Antiplatelets are useful in reducing cardiovascular events in patients with PAD. There is evidence of benefit for any history of cardiovascular event, either symptomatic or asymptomatic. Patients with intermittent claudication alone without other risk factors have a lower risk of cardiovascular events but still potentially benefit from antiplatelet therapy. The presence of other risk factors such as diabetes, hypertension, and hypercholesterolemia greatly increases the cardiovascular risk and justifies the use of antiplatelets.
Dose and Duration
It remains unsettled whether higher doses of aspirin provide greater benefit in reducing vascular events. In the Physician’s Health Study, those randomized to aspirin 325 mg every other day had a 44% reduction in the risk of a first MI compared with placebo, while those on 325 mg/d had a 22% reduction in the risk of a stroke. Caution should be exercised in interpreting these findings, as subgroup analyses of patients with diabetes in the HOT Study found no benefit for aspirin doses above 160 mg/d in reducing vascular events, and a post-hoc analysis of the CAPRIE study found the benefit of clopidogrel over aspirin to be independent of the aspirin dose taken. Dose-response studies for any agent used for secondary prevention in PAD have not been performed. Ideally, the optimal antiplatelet dose for reducing the occurrence of limb events would be identified. A study directly comparing different doses of aspirin in PAD is needed to determine the potential benefit for reducing the incidence of intermittent claudication and critical limb ischemia, where the morbidity is high and the economic impact substantial. With regard to duration of therapy, the CAPRIE and CHARISMA studies have shown the benefit of clopidogrel, added to aspirin, to be sustained over long-term follow-up. However, specific data on the duration of antiplatelet therapy in PAD are lacking.
Monitoring and Follow-up
Analysis of any future trials which compare different antiplatelet regimens in PAD should include monitoring of adverse events and attempt to define the optimal method of monitoring whether the treatment is having its intended effect.

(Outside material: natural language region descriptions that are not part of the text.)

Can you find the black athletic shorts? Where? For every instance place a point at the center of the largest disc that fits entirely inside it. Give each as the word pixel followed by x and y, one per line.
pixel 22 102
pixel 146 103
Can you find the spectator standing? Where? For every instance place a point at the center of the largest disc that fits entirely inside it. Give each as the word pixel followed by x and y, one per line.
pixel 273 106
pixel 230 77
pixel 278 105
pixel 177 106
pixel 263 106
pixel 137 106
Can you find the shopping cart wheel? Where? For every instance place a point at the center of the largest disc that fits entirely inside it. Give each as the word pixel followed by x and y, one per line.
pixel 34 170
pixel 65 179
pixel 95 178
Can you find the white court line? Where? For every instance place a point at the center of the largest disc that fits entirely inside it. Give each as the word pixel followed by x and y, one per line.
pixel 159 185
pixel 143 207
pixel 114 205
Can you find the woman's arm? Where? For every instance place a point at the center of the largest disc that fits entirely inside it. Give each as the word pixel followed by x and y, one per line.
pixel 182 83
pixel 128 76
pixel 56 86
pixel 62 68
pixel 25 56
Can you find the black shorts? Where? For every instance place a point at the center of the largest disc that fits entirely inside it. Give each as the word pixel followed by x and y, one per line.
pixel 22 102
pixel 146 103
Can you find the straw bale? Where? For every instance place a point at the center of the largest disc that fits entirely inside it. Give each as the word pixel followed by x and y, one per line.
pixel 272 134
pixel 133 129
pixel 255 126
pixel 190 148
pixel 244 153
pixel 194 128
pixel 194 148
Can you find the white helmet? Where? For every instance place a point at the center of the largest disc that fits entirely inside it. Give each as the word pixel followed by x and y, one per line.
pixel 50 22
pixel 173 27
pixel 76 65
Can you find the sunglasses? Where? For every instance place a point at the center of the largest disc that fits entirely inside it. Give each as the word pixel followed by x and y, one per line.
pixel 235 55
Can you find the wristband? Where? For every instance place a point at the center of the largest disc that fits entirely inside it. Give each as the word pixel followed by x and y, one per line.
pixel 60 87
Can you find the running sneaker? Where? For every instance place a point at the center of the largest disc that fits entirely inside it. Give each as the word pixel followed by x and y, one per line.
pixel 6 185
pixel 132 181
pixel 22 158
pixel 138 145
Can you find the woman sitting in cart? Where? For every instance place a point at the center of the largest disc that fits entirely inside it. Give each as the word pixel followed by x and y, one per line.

Testing for platelet function, specifically to see if a particular drug has achieved its intended pharmacodynamic effect, is more difficult due to a lack of standardized and readily available tests to measure it.
Global hemostasis will generally not be tested, as it is not specific enough to answer the question of whether a change of antiplatelet regimen would be beneficial and has not been shown to help guide treatment.
Monitoring in this case takes two forms: assessing the patient for the occurrence of cardiovascular ischemic events or bleeding, and testing of the platelet function or global hemostasis. The first form of monitoring is relatively simple in that the occurrence of a major or minor ischemic event while on treatment suggests that the regimen should be re-evaluated. Long term, this will probably be the clinical outcome of antiplatelet treatment, as the occurrence of an ischemic event or bleeding may cause the physician to stop or alter the regimen. For example, elderly patients may need to forego more potent antiplatelet therapy due to a high risk of bleeding.
Antiplatelet agents are approved for the prevention of thrombotic events in patients with PAD. However, data is limited on methods to monitor the effects of the drugs or when it might be appropriate to adjust the regimen.